Il est intéressant de voir comment, dans la période ayant suivi la mise en œuvre de la Convention de l’OCDE, les industriels ont adapté leurs pratiques. Certains ont adapté leurs pratiques pour respecter la loi, ayant notamment identifié les risques juridiques et judiciaires de sa transgression. D’autres les ont adaptées en apparence mais en recourant à des tiers ou à des artifices pour conserver des moyens de commissionnements illicites sur certains marchés. D’autres encore ont cherché à contourner la loi de manière délibérée, par nécessité ou réalisme prétendus, ou le sentiment d’une assez probable impunité. Les entreprises qui ont véritablement voulu éradiquer la corruption ont-elles été confrontées à la difficulté concrète de contrôler leurs réseaux d’employés et d’agents à cet égard. Une étude récente de KPMG [1] illustre ces risques et difficultés rencontrés par les entreprises sur des tiers partenaires et agents ainsi que dans la due diligence lors d’acquisitions. Sur un plan général, la corruption est loin d’être éradiquée mais la situation s’est considérablement améliorée s’agissant des grands groupes industriels depuis l’entrée en vigueur de la Convention – même s’il n’y a et pour cause pas de statistiques fiables sur ce sujet. La mise en cause pénale de dirigeants de sociétés, dans le pays d’exportation comme à domicile, le dommage d’image, les sanctions pénales et civiles, l’écartement de marchés publics sont des risques juridiques et judiciaires qui comptent pour beaucoup dans cette amélioration. L’amélioration est moins nette voire douteuse s’agissant de sociétés de tailles plus petites et selon les secteurs.
Pour ceux qui doutent encore de ces risques, deux exemples récents.
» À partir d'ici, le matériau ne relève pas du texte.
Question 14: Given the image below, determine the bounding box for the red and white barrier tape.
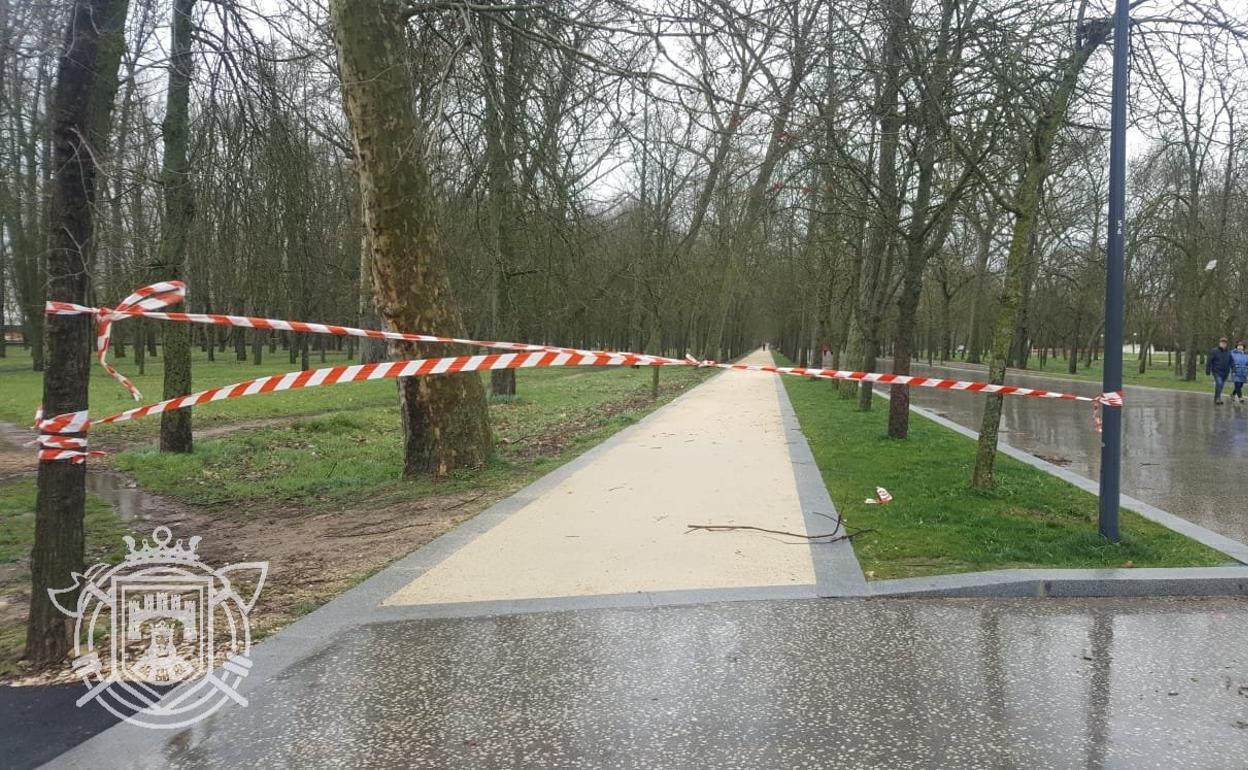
[862,487,892,505]
[36,281,1122,459]
[31,409,104,463]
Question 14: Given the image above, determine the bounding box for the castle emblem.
[49,527,268,729]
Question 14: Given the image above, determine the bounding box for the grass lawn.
[106,367,706,507]
[784,356,1233,579]
[0,478,131,676]
[938,353,1213,394]
[0,348,713,679]
[0,346,396,443]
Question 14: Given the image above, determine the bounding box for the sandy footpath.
[386,351,815,604]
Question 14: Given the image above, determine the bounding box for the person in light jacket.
[1231,339,1248,404]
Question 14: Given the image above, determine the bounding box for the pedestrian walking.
[1204,337,1231,404]
[1231,339,1248,404]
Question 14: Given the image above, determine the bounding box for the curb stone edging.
[775,356,871,598]
[871,567,1248,599]
[898,392,1248,572]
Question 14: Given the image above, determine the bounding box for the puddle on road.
[86,470,157,522]
[0,422,157,522]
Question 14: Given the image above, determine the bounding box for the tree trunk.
[26,0,126,664]
[156,0,195,452]
[851,0,910,412]
[329,0,490,477]
[971,21,1112,489]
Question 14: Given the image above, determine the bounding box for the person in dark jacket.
[1204,337,1231,404]
[1231,341,1248,404]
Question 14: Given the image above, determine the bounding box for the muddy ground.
[0,426,509,684]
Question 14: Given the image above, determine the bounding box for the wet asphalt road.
[912,364,1248,542]
[70,599,1248,770]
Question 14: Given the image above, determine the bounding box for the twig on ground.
[685,524,875,543]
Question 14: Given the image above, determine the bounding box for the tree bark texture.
[156,0,195,452]
[329,0,490,477]
[26,0,126,664]
[971,21,1112,489]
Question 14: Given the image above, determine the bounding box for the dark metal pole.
[1101,0,1131,542]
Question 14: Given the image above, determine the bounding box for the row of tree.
[9,0,1248,656]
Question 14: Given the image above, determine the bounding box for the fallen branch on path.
[685,522,875,543]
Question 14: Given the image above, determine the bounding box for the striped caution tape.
[36,281,1122,459]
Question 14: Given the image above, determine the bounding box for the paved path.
[43,599,1248,770]
[911,364,1248,542]
[386,351,848,605]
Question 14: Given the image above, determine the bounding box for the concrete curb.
[775,364,871,598]
[871,567,1248,599]
[903,393,1248,561]
[44,372,828,768]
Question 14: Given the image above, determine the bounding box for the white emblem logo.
[47,527,268,729]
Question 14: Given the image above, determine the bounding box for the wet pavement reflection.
[158,599,1248,770]
[912,364,1248,542]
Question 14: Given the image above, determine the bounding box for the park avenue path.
[386,349,863,605]
[911,364,1248,543]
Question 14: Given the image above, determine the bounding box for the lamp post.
[1099,0,1131,542]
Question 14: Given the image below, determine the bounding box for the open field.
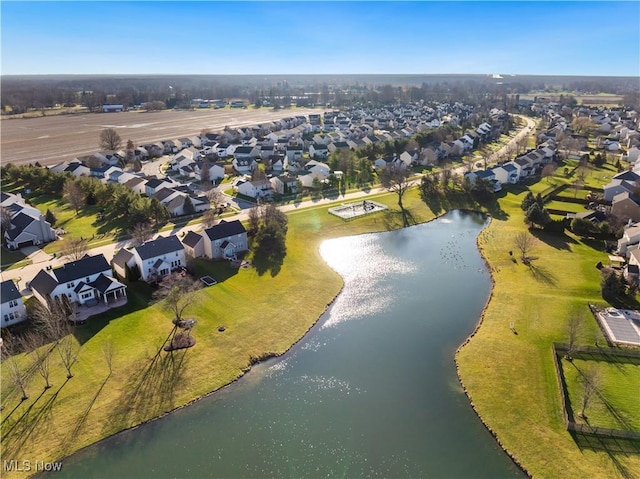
[562,357,640,431]
[0,108,322,165]
[457,190,640,478]
[1,177,640,478]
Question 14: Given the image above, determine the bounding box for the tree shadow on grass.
[528,260,558,286]
[529,228,578,251]
[2,379,69,457]
[251,247,287,277]
[105,340,189,431]
[382,208,416,231]
[64,373,111,455]
[570,431,640,479]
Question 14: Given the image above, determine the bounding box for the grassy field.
[457,186,640,478]
[1,181,640,477]
[562,358,640,431]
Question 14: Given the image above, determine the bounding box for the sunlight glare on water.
[320,235,416,328]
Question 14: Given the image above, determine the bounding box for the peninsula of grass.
[0,181,640,477]
[456,187,640,478]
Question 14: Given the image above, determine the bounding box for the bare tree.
[100,341,116,376]
[0,206,11,237]
[513,231,536,262]
[62,178,87,214]
[60,236,89,261]
[565,312,584,361]
[202,208,218,228]
[580,367,601,418]
[22,333,51,389]
[542,163,556,181]
[153,273,201,324]
[100,128,122,151]
[247,206,262,233]
[131,223,153,246]
[200,160,211,181]
[378,163,411,210]
[58,334,79,379]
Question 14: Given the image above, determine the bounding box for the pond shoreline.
[53,208,531,477]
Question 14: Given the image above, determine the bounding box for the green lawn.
[562,358,640,431]
[0,178,640,477]
[457,187,640,478]
[0,246,30,269]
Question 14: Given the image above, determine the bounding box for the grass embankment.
[457,188,640,478]
[2,181,639,477]
[562,358,640,431]
[1,191,444,477]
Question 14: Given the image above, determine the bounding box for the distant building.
[102,105,125,113]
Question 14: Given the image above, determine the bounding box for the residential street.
[0,117,535,297]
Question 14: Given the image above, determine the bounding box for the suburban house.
[202,220,248,259]
[492,162,518,185]
[603,171,640,201]
[236,178,273,198]
[611,191,640,223]
[30,254,127,306]
[182,231,204,258]
[111,248,136,279]
[131,235,187,282]
[231,158,258,175]
[0,280,27,328]
[0,192,56,249]
[617,224,640,256]
[269,175,298,195]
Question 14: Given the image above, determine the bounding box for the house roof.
[51,254,110,284]
[30,269,58,296]
[204,220,247,241]
[7,212,35,240]
[111,248,133,268]
[182,231,202,248]
[0,279,21,303]
[135,235,184,260]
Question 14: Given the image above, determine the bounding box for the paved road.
[0,117,535,296]
[0,108,323,165]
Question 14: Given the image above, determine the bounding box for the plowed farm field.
[0,108,322,165]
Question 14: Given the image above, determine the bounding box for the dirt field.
[0,108,322,165]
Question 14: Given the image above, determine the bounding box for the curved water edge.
[52,211,522,477]
[454,224,533,478]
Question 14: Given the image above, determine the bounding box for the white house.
[231,158,258,175]
[131,235,187,282]
[269,175,298,195]
[202,220,248,259]
[0,280,27,328]
[236,178,272,198]
[30,254,127,306]
[492,162,519,185]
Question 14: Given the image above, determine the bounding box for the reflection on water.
[56,212,524,479]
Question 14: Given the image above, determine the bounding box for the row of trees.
[1,164,170,229]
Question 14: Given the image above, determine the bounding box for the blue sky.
[0,0,640,76]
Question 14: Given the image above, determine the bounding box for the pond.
[56,211,525,479]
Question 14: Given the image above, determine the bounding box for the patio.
[71,296,127,323]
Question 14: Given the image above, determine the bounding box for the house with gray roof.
[202,220,249,259]
[30,254,127,307]
[0,280,27,328]
[131,235,187,282]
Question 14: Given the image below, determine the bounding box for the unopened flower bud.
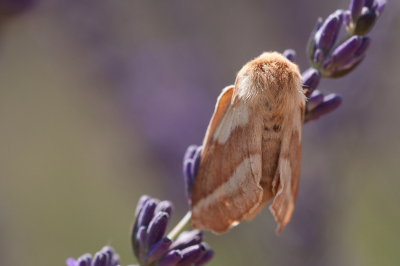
[315,10,343,53]
[283,49,296,62]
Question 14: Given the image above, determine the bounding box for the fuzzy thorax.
[232,52,305,113]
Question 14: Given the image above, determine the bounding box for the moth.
[191,52,306,234]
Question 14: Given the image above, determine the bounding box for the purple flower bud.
[375,0,386,17]
[183,145,198,162]
[190,146,203,183]
[66,246,119,266]
[144,237,172,264]
[364,0,374,9]
[135,195,150,217]
[75,253,92,266]
[343,10,351,27]
[133,226,146,261]
[195,248,214,266]
[283,49,296,62]
[146,212,169,248]
[354,10,377,35]
[301,68,321,97]
[306,90,324,112]
[154,200,174,217]
[183,159,194,205]
[157,250,182,266]
[100,246,119,266]
[171,230,203,250]
[332,36,362,66]
[177,244,207,266]
[313,49,324,65]
[306,18,322,62]
[136,198,157,228]
[92,252,107,266]
[304,93,342,123]
[315,10,343,53]
[65,258,77,266]
[349,0,365,21]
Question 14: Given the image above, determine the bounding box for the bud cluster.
[131,196,214,266]
[66,246,119,266]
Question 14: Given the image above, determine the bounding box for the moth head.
[232,52,305,111]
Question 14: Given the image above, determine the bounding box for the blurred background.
[0,0,400,266]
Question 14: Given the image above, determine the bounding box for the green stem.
[167,211,192,240]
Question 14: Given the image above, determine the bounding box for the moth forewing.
[191,53,305,233]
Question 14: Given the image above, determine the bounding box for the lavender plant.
[66,0,386,266]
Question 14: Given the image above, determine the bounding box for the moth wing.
[191,87,263,233]
[269,105,304,234]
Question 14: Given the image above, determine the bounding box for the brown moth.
[191,52,306,234]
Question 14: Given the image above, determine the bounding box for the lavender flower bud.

L’allemand Siemens, dont plusieurs cadres sont traduits en ce moment en justice, se retrouve exposé judiciairement dans dix pays. Ce sont € 1,3 milliards de paiements illicites qui sont suspectés, il a déjà payé € 200 millions d’amendes et vient de provisionner € 1 milliard supplémentaires sur l’exercice fiscal 2008 en vue de transactions en Allemagne et aux Etats-Unis. IBM, longtemps suspectée de ne pas respecter le FCPA hors des Etats-Unis et ayant été exposée en Argentine notamment à la fin des années 90, est pour sa part interdite de contrats gouvernementaux aux Etats-Unis sur une enquête américaine. Outre les risques pénaux, les actionnaires d’une société cotée peuvent reprocher au management et à l’administration les dommages subis par la société y compris en termes de shareholder value pour son implication et les dommages subis, civils et pénalités, dans une affaire de corruption. Plusieurs securities class actions d’actionnaires lésés ont déjà eu lieu aux Etats-Unis. En tout état, après le compliance anti-blanchiment dans le domaine financier, le compliance anti-corruption a le vent en poupe. Aux Etats-Unis, le durcissement de la répression selon le FCPA et le niveau élevé de corruption qui subsiste dans de nombreux pays et pays émergents, notamment en Amérique du Sud et dans les anciens pays de l’Est et Républiques ex-soviétiques, entraînent l’explosion d’un véritable marché niche pour juristes et avocats [2] spécialisés en cette matière. Ce compliance là aura également un coût au titre de charge d’exploitation – mais lequel, outre les considérations morales, sera infiniment inférieur au coût direct de la corruption ou aux coûts et dommages de sa répression.